Spostando cioè l’attenzione dal basso (i flussi di migranti da “regolare”…) verso l’alto, cioè un mutamento radicale delle politiche economiche (e naturalmente anche della politica estera), del lavoro e dei diritti sociali. Esattamente quello che non fanno né la destra né la “sinistra” che per ragioni in parte diverse e in parte simili (ma alla fin fine il punto di convergenza è lo stesso…) non possono fare quello che non hanno alcun interesse a fare.
La “sinistra” è il volto “buono”, liberale, accogliente e solidale del sistema capitalista. La destra è quello “cattivo”, intollerante, esclusivista, xenofobo e razzista. Ma sono due finzioni ideologiche. Entrambe infatti, si guardano bene dallo spiegare le cause strutturali del fenomeno migratorio. Per ovvie ragioni. La “sinistra” perché rappresenta appunto la coperta ideologica del grande capitale transnazionale e “cosmopolita”, e la destra perché rappresenta a sua volta la coperta ideologica di quella borghesia nazionale che lavora scientemente (così come l’elite super capitalista transnazionale) ad indebolire e a ridurre ancora di più i diritti e il potere contrattuale dei lavoratori (ormai già ai minimi termini). Ed è scontato che fra i tanti imprenditori che assumono lavoratori immigrati a condizioni salariali e di lavoro inferiori e più gravose rispetto a quelle dei lavoratori autoctoni, ce ne sono tantissimi che sostengono la Lega e che ne costituiscono il nerbo. Come vediamo, sia la destra che la “sinistra”, pur coprendo ideologicamente e rappresentando ceti sociali differenti ma comunque tendenzialmente alleati (anche se l’attuale e specifica congiuntura storica li vede in una posizione relativamente conflittuale…) finiscono per convergere. Anche tutta la bagarre sul razzismo e l’antirazzismo è fondamentalmente una finzione ideologica che serve a coprire interessi economici e sociali determinati.
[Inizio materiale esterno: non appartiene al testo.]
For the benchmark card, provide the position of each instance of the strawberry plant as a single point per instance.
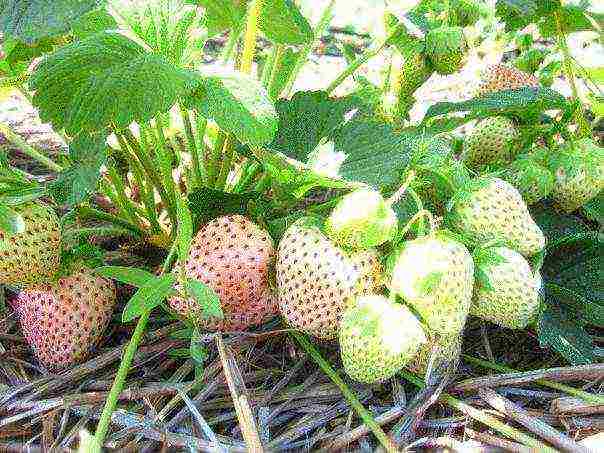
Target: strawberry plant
(336, 211)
La vera priorità, dunque, per una autentica forza di classe e socialista (sempre se esistesse…), dovrebbe essere quella di svelare la menzogna che si cela dietro queste due narrazioni ideologiche e di lavorare per alzare l’asticella dei diritti di tutti i lavoratori, non di accodarsi o peggio, far proprie le logiche della destra e della guerra fra poveri da quest’ultima scientemente alimentata.
La SINISTRA (quella con la maiuscola e senza virgolette, cioè quella che oggi non esiste più) o farà quello che è chiamata a fare, oppure non avrà neanche senso di esistere. Questa auspicabile SINISTRA – ma forse è meglio tornare a chiamarla socialista e di classe – dovrà distinguersi nettamente sia dalla destra che dalla “sinistra” e tracciare una linea di demarcazione netta con entrambe, sia dal punto di vista politico che ideologico.